The WDP Indexer works with streaming and batch data, and it is based on Druid.

Stream Indexing

The Stream Indexing is based on Kafka Indexing Service. WDP helps to build Druid Task Spec using a simplify spec version’s that is called KafkaSupervisorSimplifySpec.

{
  "dimensions": [
    "dim1", "dim2"
  ],
  "dimensionExclusions": [],
  "metrics": [
    {
      "type":"count",
      "name":"messages"
    }
  ],
  "spatialDimensions": [
    {
      "dimName": "coordinates",
      "dims": [
        "dim_lat", "dim_long"
      ]
    }
  ],
  "queryGranularity": "MINUTE",
  "kafkaTopic": "kafka-example-topic",
  "config": {
    "kafka": {
      "resetOffsetAutomatically": true,
      "useEarliestOffset": false,
      "skipOffsetGaps": true
    },
    "rejectPeriod": {
      "lateMessageRejectionPeriod": "P7D",
      "earlyMessageRejectionPeriod": "P1D"
    }
  },
  "taskCount": 1,
  "taskReplicas": 1,
  "context": {}
}

Dimensions

The dimensions are indexed like STRING. You use dimensions to aggregate data over them using metrics.

Field Description
dimensions The message fields’s that you want to index to generate rows
dimensionExclusions The message field’s that you want to exclude. All other fields will be indexed
spatialDimensions The spatial dimensions index coordinates data. You need to indicate latitude coordinate and longitude coordinate

Metrics

The metrics indicate the fields to aggregate and the way to do it. You can define all Druid Indexing Aggregators on this section.

Granularity

The granularity field determines how data gets bucketed across the time dimension. Supported granularity strings are: all, none, second, minute, fifteen_minute, thirty_minute, hour, day, week, month, quarter and year.

Configs

Kafka

Field Description Default
kafkaTopic The kafka topic where the task consumes the stream data. -
resetOffsetAutomatically Whether to reset the consumer offset if the next offset that it is trying to fetch is less than the earliest available offset for that particular partition.

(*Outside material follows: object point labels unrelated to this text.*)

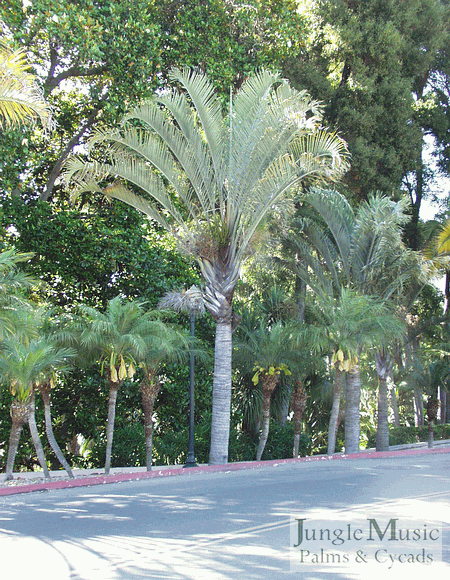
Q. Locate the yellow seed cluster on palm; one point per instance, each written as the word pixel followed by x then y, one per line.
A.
pixel 124 371
pixel 271 371
pixel 343 361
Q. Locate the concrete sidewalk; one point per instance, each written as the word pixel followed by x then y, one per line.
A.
pixel 26 482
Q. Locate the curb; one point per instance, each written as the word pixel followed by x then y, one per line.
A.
pixel 137 476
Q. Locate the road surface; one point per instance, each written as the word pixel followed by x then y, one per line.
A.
pixel 235 525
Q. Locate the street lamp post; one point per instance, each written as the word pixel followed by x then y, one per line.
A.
pixel 190 301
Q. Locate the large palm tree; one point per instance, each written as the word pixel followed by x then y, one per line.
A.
pixel 21 99
pixel 212 178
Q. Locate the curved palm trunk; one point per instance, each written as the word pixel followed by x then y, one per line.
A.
pixel 269 382
pixel 418 406
pixel 383 364
pixel 352 402
pixel 44 389
pixel 36 439
pixel 19 416
pixel 113 390
pixel 221 397
pixel 432 412
pixel 394 402
pixel 150 388
pixel 333 425
pixel 299 404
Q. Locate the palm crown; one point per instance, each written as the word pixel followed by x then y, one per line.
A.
pixel 226 170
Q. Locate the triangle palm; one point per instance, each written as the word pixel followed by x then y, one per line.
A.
pixel 212 178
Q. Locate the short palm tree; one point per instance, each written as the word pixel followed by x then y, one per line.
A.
pixel 217 177
pixel 362 250
pixel 14 308
pixel 343 328
pixel 164 344
pixel 118 340
pixel 267 350
pixel 24 364
pixel 21 99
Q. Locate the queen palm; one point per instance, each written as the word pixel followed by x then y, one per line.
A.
pixel 360 249
pixel 118 339
pixel 21 99
pixel 266 350
pixel 212 178
pixel 14 308
pixel 343 327
pixel 24 363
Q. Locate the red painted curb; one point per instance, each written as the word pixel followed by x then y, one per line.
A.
pixel 135 476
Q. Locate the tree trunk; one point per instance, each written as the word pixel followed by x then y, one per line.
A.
pixel 352 403
pixel 299 404
pixel 432 412
pixel 418 406
pixel 383 364
pixel 394 402
pixel 19 415
pixel 113 390
pixel 338 388
pixel 285 404
pixel 150 388
pixel 36 439
pixel 269 382
pixel 44 389
pixel 443 408
pixel 221 397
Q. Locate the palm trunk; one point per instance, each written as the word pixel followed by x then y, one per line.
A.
pixel 284 407
pixel 19 415
pixel 432 412
pixel 269 382
pixel 221 398
pixel 443 397
pixel 333 425
pixel 418 407
pixel 36 439
pixel 299 404
pixel 394 404
pixel 44 389
pixel 383 365
pixel 150 388
pixel 113 390
pixel 352 403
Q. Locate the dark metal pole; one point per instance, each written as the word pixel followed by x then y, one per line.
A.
pixel 191 457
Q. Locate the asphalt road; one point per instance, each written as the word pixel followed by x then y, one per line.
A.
pixel 236 525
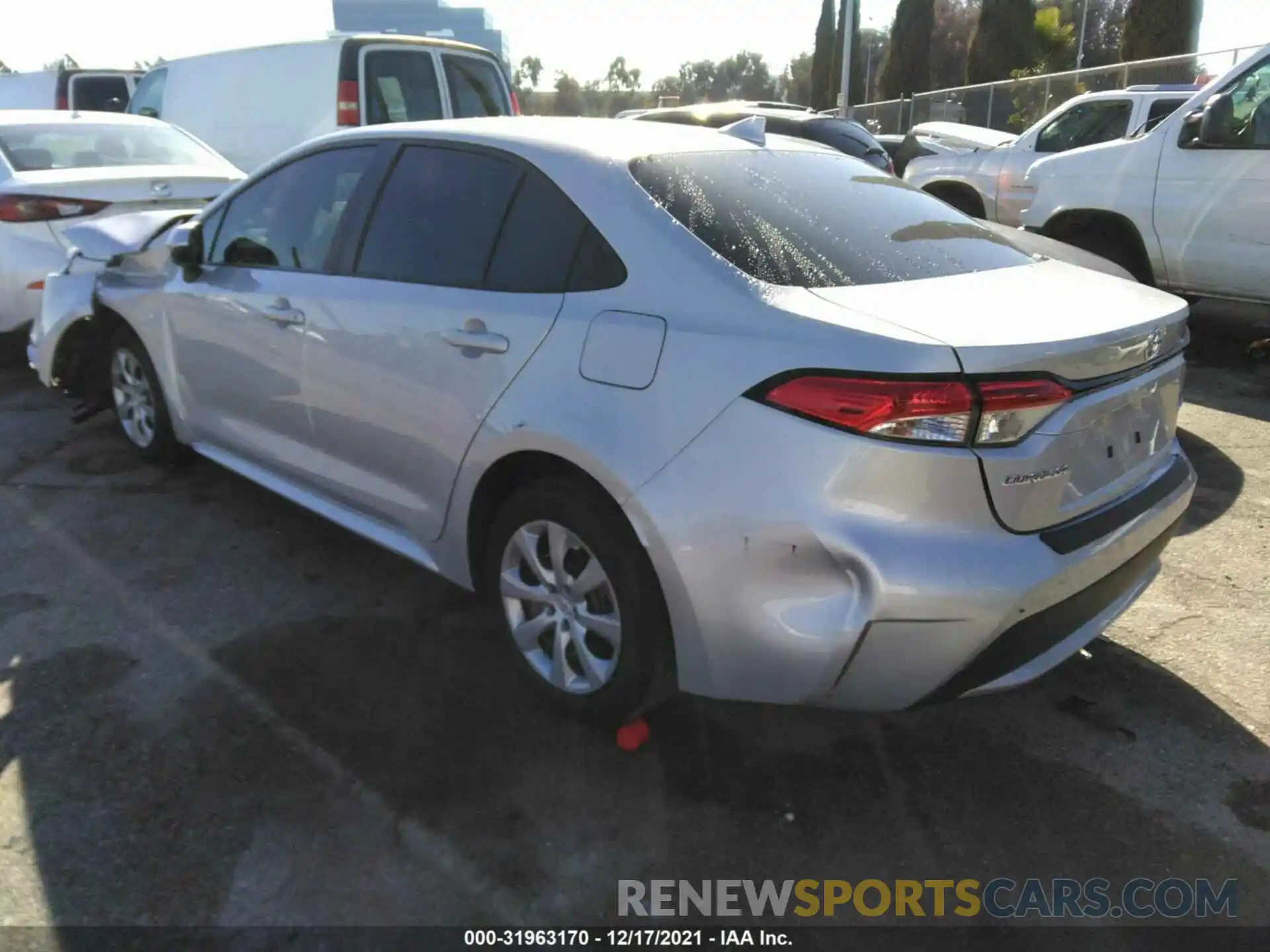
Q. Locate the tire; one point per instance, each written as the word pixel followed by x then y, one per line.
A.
pixel 138 397
pixel 611 680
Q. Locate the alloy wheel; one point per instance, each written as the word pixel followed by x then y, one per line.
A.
pixel 560 607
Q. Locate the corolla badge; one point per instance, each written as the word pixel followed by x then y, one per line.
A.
pixel 1017 479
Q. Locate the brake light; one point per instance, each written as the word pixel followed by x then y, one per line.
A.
pixel 1013 409
pixel 934 412
pixel 925 412
pixel 349 104
pixel 28 208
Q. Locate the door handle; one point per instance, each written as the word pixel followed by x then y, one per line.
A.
pixel 476 339
pixel 284 314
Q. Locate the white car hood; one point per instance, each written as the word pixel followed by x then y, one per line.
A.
pixel 102 239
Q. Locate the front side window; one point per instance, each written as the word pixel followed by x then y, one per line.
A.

The consumer offset will be reset to either the earliest or latest offset depending on useEarliestOffset. true
useEarliestOffset If a supervisor is managing a dataSource for the first time, it will obtain a set of starting offsets from Kafka. This flag determines whether it retrieves the earliest or latest offsets in Kafka. This flag determines whether it retrieves the earliest or latest offsets in Kafka. Under normal circumstances, subsequent tasks will start from where the previous segments ended so this flag will only be used on first run. false
skipOffsetGaps Whether or not to allow gaps of missing offsets in the Kafka stream. true

RejectPeriods

The reject periods use the ISO8601 Period format.

Field Description Default
lateMessageRejectionPeriod Configure tasks to reject messages with timestamps earlier than this period before the task was created; for example if this is set to PT1H and the supervisor creates a task at 2016-01-01T12:00Z, messages with timestamps earlier than 2016-01-01T11:00Z will be dropped. P7D
earlyMessageRejectionPeriod Configure tasks to reject messages with timestamps later than this period after the task reached its taskDuration; taskDuration=PT1H P1D

Context

The context is used to indicate specific Druid Context, this is used to overwrite default configurations.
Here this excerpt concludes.